Contributing to this  is Therma Luzon Inc.’s prepayment of its monthly payments relative to the Pagbilao coal-fired power plant independent power producer (IPP) administration contract in November 2023; the sale and turnover of the Casecnan hydroelectric power plant to Fresh River Lakes Corp. in February 2024; and the successful privatization of selected real estate assets that generated a total of P31.77 billion.

“We are extremely pleased with the progress made in reducing our financial obligations… The reduction in our financial obligations bring us closer to fulfilling PSALM’s mandates and ensuring a sustainable power sector in the Philippines,” said Dennis Edward Dela Serna, PSALM president and chief executive officer, in a statement.

As of end-March, privatization proceeds generated by PSALM from the sale of generation assets, appointment of IPP administrators, privatization by way of concession of the government transmission business amounted to P903.412 billion with an actual collection of P769.602 billion.
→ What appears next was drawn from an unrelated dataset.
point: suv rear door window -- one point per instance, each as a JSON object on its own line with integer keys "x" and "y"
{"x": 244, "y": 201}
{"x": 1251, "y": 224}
PSALM said it is implementing a multi-pronged strategy for lowering its obligations including the optimization of operations of remaining power assets and maximizing revenue streams apart from entering into short-term lease agreements over certain assets that are not yet scheduled for privatization, raising additional revenues of P12.06 million.

In terms of power sales, PSALM also achieved a collection efficiency rate of 93.35 percent which is equivalent to P14.91 billion collection from current power sales of its remaining power plants.